É inacreditável que a UEM se congratule com estes resultados. Enfim, somos um Estado cativo da austeridade imposta com a Troika, imposta depois pela força dos Tratados, somos uma economia fortemente fragilizada pela crise e pela política imposta por Bruxelas, Frankfurt e Berlim. Uma economia que pode entrar em queda livre ao mínimo acidente económico ou financeiro, como a eventual subida das taxas de juro, no seguimento da política do FED. A propósito de tudo isto em Portugal, recordo um dos textos recentes de Münchau sobre a Europa que questiona se o crescimento europeu não será um acidente de percurso e a depressão o seu estado «natural inscrito no longo prazo”.

Sou levado a crer que a nossa situação não é nem suportável nem mesmo pode ser considerada ou admitida como durável, se a Europa não estiver disponível para ceder um pouco na sua política cega, na sua opção de austeridade pura e dura. Tenho pois o sentimento que nuvens bem negras se aproximam do nosso futuro bem como sobre o futuro da Europa.

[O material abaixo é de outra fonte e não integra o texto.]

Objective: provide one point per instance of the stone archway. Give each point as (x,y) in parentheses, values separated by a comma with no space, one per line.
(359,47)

Em relação às reformas ou sua ausência, a dita reversão da política da Troika, o meu amigo António Marques escreveu também uma resposta à sua questão, tomando como tema as reformas que não se veem.

E deve aqui acrescentar-se que a direita do PS está muito, mas muito atenta, e sobre isso se centra o texto de Francisco Tavares ao criticar o ideólogo dito de centro, Augusto Santos Silva, atual Ministro dos Negócios Estrangeiros e número 2 do PS.